Fran O'Brien
- O'Brien in 1959

No. 70, 61, 72
- Position: Offensive tackle

Personal information
- Born: April 17, 1936 Springfield, Massachusetts, U.S.
- Died: October 21, 1999 (aged 63) Washington, D.C., U.S.
- Listed height: 6 ft 1 in (1.85 m)
- Listed weight: 253 lb (115 kg)

Career information
- High school: Holyoke (MA)
- College: Michigan State
- NFL draft: 1959 (3rd round, 35th overall pick)

Career history
- Cleveland Browns (1959); Washington Redskins (1960–1966); Pittsburgh Steelers (1966–1968);

Career NFL statistics
- Games played: 142
- Games started: 95
- Fumble recoveries: 4
- Stats at Pro Football Reference

= Fran O'Brien (American football) =

American football player (1936–1999)

Francis Joseph O'Brien (April 17, 1936 – October 21, 1999) was an American professional football offensive lineman in the National Football League (NFL) who played for the Cleveland Browns (1959), the Washington Redskins (1960 to 1966), and the Pittsburgh Steelers (1966 to 1968). He played college football at Michigan State University.

==Early life==
O'Brien was born in Springfield, Massachusetts and raised in Holyoke, Massachusetts, where attended Holyoke High School.

==College career==
O'Brien attended and played college football at Michigan State University.

==Professional career==

O'Brien was selected in the third round of the 1959 NFL draft by the Cleveland Browns, who made him the 35th pick overall.

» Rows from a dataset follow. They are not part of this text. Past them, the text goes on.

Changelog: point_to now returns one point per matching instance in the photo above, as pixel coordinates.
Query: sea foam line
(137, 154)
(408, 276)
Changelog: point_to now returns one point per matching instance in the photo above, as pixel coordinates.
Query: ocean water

After playing for the Browns for the 1959 season in a reserve role, he was traded along with kicker Bob Khayat to the Washington Redskins for kicker Sam Baker, a former NFL scoring leader.

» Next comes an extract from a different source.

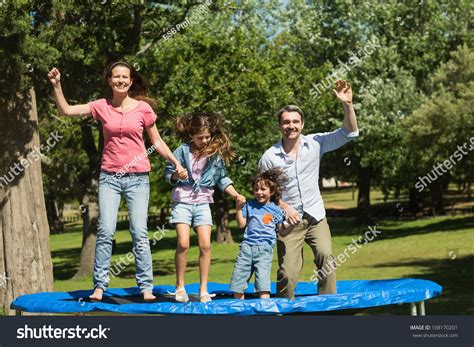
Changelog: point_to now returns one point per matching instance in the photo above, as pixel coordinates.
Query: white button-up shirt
(302, 190)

O'Brien played for Washington from 1960 to 1966. During the 1960 and 1961 seasons he started at left guard for the Redskins, before being moved to the starting right tackle spot in 1963.

Shortly after the start of the 1966 season, O'Brien's contract was sold by the Redskins to the Pittsburgh Steelers. He would play in Pittsburgh as a reserve tackle in 1966 before earning a starting role in 1967. This 1967 season would be cut short after only four games, however, when he suffered a fractured ankle in a Saturday afternoon contest against the team that drafted him, the Cleveland Browns.

The 1968 season would be O'Brien's final year in the league, during which he would assume his customary role as the team's starting right tackle. Although he missed time in two games due to an early season viral infection, O'Brien managed to start 12 and see action in all 14 games for Pittsburgh during his final year.

Already moving his attention to the restaurant business during his playing days, O'Brien decided to call it a career at age 32 and retired prior to Steelers training camp for the 1969 season.

==Life after football==

After retiring from football, O'Brien owned and operated restaurants in Washington, D. C., Annapolis, Maryland, and Rehoboth Beach, Delaware. His first restaurant, opened on Wisconsin Avenue in Washington, was called "The Goal Post" and gained popularity with politicians and lobbyists. His later venture in Annapolis, "Fran O'Brien's Steak and Seafood House," gained a similar popularity.

O'Brien married his wife, the former Elizabeth Kemp, in 1965. The couple had two children.

==Death and legacy==

Fran O'Brien was a resident of Vienna, Virginia during his final years. He died on October 21, 1999, of a heart attack at George Washington University Hospital in Washington, D. C. He was 63 years old at the time of his death.